How to fill PDF forms using Python

Atinesh picture Atinesh · Sep 21, 2018 · Viewed 9.4k times · Source

I have a PDF form created using Adobe LiveCycle Designer ES 10.4. I need to fill it using Python so that we can reduce manual labor. I searched the web and read some article most of them were focused around pdfrw library, I tried using it and extracted some information from PDF form as shown below

Code

from pdfrw import PdfReader
pdf = PdfReader('sample.pdf')
print(pdf.keys())
print(pdf.Info)
print(pdf.Root.keys())
print('PDF has {} pages'.format(len(pdf.pages)))

Output

['/Root', '/Info', '/ID', '/Size']
{'/CreationDate': "(D:20180822164509+05'30')", '/Creator': '(Adobe LiveCycle Designer ES 10.4)', '/ModDate': "(D:20180822165611+05'30')", '/Producer': '(Adobe XML Form Module Library)'}
['/AcroForm', '/MarkInfo', '/Metadata', '/Names', '/NeedsRendering', '/Pages', '/Perms', '/StructTreeRoot', '/Type']
PDF has 1 pages

I am not sure how further I can use pdfrw to access the fillable fields from the PDF form and fill them using Python is it possible.
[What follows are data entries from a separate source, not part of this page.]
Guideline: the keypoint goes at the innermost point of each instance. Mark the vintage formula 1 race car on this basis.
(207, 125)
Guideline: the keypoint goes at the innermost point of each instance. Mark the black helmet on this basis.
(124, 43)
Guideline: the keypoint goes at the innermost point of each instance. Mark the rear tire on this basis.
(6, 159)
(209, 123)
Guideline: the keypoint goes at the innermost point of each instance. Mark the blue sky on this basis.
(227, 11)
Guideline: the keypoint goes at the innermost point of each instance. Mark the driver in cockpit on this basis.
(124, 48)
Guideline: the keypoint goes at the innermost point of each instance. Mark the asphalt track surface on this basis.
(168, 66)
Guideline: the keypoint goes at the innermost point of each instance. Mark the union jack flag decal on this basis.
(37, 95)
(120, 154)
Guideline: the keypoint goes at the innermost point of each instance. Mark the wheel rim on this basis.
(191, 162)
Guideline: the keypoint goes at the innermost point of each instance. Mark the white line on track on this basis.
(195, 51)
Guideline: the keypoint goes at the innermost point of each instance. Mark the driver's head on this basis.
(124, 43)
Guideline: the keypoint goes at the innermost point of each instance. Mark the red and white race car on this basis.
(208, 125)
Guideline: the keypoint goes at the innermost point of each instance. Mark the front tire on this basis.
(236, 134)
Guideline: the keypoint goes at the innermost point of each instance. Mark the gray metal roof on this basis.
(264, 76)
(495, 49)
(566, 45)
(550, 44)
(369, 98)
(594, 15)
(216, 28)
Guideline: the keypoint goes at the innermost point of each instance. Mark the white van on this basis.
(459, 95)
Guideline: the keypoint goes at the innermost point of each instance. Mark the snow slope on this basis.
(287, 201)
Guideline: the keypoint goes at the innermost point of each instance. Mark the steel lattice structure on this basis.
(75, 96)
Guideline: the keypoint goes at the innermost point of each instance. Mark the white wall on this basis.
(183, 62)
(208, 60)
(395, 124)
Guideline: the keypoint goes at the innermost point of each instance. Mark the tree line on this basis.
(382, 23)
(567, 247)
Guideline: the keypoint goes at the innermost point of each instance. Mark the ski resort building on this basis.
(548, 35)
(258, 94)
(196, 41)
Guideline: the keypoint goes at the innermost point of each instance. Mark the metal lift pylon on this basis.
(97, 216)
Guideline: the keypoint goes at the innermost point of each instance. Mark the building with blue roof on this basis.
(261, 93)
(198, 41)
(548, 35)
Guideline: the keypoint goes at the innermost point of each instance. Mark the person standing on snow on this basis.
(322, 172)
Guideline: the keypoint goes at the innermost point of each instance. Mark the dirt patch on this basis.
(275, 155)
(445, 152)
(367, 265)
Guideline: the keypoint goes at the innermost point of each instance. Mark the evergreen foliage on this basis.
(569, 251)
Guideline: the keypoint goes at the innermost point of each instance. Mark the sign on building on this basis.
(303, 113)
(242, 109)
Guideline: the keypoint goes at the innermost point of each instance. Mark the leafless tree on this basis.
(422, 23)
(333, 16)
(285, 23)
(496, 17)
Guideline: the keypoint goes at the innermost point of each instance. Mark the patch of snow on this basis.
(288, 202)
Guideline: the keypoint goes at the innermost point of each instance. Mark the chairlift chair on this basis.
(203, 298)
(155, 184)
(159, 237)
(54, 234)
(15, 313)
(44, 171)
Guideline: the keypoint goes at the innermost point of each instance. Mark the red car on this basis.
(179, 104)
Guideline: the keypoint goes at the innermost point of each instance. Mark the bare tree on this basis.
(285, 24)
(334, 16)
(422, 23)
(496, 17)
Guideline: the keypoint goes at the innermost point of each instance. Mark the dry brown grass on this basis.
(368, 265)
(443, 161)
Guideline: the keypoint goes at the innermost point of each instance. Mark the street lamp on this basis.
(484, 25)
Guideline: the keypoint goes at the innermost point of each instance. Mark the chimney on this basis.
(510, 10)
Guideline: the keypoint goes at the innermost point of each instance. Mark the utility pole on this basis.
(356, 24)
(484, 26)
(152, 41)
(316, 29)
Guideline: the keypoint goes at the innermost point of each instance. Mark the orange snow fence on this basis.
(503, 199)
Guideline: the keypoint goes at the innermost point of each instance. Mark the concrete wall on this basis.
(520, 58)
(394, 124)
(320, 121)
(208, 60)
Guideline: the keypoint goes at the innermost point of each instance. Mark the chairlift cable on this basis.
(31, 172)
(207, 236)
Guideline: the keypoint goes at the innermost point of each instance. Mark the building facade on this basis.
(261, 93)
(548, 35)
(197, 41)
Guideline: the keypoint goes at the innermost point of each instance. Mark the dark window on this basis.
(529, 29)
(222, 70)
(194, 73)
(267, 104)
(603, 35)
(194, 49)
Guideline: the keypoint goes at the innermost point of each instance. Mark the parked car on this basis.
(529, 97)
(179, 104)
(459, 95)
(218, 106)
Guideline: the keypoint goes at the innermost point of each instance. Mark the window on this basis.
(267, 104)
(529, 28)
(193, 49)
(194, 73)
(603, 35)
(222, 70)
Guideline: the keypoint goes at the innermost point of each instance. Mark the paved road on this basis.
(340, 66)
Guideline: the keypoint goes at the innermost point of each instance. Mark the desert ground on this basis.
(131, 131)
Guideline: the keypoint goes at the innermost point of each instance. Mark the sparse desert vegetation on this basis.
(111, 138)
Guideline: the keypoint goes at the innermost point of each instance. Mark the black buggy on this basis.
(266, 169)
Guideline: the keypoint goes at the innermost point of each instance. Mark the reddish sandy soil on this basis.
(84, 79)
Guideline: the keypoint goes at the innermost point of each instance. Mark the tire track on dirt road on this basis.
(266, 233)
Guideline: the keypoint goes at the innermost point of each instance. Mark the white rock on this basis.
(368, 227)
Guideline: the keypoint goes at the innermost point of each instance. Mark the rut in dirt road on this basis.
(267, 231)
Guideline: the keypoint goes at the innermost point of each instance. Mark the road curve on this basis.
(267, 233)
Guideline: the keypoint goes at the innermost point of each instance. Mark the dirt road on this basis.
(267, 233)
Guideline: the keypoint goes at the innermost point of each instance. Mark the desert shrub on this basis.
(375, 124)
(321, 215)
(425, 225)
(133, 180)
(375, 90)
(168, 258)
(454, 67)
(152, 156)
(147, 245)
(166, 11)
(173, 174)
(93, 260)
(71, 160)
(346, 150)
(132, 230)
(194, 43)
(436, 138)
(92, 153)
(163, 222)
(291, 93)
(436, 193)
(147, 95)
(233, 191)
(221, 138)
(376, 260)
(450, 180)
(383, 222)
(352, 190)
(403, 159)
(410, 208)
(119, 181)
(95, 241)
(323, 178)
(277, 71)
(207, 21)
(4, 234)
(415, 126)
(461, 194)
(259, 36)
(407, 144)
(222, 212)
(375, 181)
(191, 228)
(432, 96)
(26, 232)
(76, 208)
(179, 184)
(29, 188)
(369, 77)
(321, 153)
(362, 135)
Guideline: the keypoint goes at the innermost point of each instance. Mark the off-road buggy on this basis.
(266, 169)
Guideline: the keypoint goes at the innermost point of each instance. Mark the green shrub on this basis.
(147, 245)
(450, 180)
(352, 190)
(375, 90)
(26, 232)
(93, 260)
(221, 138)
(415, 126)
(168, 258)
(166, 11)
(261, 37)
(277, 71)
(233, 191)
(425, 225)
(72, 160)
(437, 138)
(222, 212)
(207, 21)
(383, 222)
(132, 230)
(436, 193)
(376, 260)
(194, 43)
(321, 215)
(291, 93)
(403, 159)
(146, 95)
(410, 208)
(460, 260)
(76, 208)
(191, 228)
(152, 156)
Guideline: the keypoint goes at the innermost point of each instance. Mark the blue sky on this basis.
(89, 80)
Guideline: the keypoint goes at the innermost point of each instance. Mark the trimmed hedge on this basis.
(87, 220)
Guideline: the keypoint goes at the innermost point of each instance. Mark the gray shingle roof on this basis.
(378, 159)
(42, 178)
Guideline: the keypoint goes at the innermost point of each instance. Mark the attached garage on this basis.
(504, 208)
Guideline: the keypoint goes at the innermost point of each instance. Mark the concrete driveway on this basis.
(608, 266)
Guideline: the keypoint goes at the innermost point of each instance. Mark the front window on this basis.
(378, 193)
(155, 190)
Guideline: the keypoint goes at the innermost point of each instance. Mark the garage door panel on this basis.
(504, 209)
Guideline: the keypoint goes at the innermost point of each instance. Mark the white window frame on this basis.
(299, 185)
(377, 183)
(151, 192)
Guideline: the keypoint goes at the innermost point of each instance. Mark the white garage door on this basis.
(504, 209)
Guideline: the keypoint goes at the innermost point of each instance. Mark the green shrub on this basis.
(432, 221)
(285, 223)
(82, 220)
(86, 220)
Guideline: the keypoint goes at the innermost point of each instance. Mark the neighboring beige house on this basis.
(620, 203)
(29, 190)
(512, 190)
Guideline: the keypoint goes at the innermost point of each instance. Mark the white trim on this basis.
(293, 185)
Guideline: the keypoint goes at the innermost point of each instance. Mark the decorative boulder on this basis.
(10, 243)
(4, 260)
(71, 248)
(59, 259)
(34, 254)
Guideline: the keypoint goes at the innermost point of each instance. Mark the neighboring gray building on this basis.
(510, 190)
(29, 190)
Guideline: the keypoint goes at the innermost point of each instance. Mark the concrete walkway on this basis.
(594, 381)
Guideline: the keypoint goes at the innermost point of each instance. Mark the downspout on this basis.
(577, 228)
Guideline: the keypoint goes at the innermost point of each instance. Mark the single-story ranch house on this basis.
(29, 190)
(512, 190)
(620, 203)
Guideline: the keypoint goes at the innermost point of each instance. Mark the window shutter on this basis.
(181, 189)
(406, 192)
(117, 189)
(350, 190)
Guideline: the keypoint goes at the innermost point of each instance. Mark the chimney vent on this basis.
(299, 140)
Any suggestions would be helpful.

Answer

Eddie picture Eddie · Dec 1, 2018

You can find the form fields here:

pdf.Root.AcroForm.Fields

or here

pdf.Root.Pages.Kids[page_index].Annots

This is a PdfArray object. Basically a List. The Name of the field is found here:

pdf.Root.AcroForm.Fields[field_index].T

Other keys include the value .V There's a bunch of display information, like the font etc under .AP.N.Resources

However, if you update the value for a field and output the pdf file. It might only display the value when the field has focus i.e is clicked on.

I haven't figured out how to fix that yet.